Well, yes and no. Do you mean the new cert stuff that's in standard openssh?
Which has stuff like:

    
    
        The marker is optional, but if it is present then it must be one of “@cert-authority”, to indicate that the
         line contains a certification authority (CA) key, or “@revoked”, to indicate that the key contained on the line
         is revoked and must not ever be accepted.  Only one marker should be used on a key line.
    

While certainly simple, it doesn't strike me as very manageable.

Or did you mean the x509 patch?

[http://roumenpetrov.info/openssh/](http://roumenpetrov.info/openssh/)

------
purephase
I thought the 2014 Technology Roadmap [1] was an interesting read.
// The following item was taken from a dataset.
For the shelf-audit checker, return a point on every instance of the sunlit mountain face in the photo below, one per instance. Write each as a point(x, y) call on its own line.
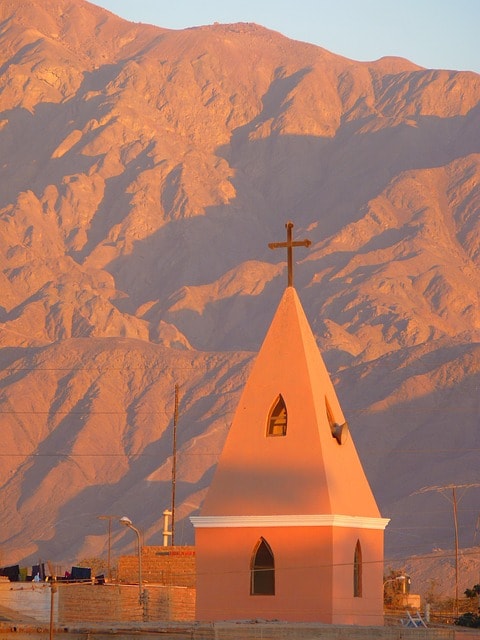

For an
organization as "young" as Netflix, I was surprised by the technology debts
that they've accumulated and the aggressive tone that they've set to
transition.

I think it's amazing the decisions that get made with explosive growth/hiring
that end-up on roadmaps that read similarly to organizations that have been
around much longer.

There's no criticism here. I think Netflix is an amazing company and it is the
this sort of strategic vision (and the openess of both it and the organization
overall) that reminds me that we're all on this rocky ship together and it's
amazing that any of it works sometimes.

[1] [http://www.slideshare.net/mdkail/it-ops-2014-technology-
road...](http://www.slideshare.net/mdkail/it-ops-2014-technology-roadmap)

------
obblekk
Forgive my ignorance. Is `IT` the same as `engineering` at other companies, or
is this something else?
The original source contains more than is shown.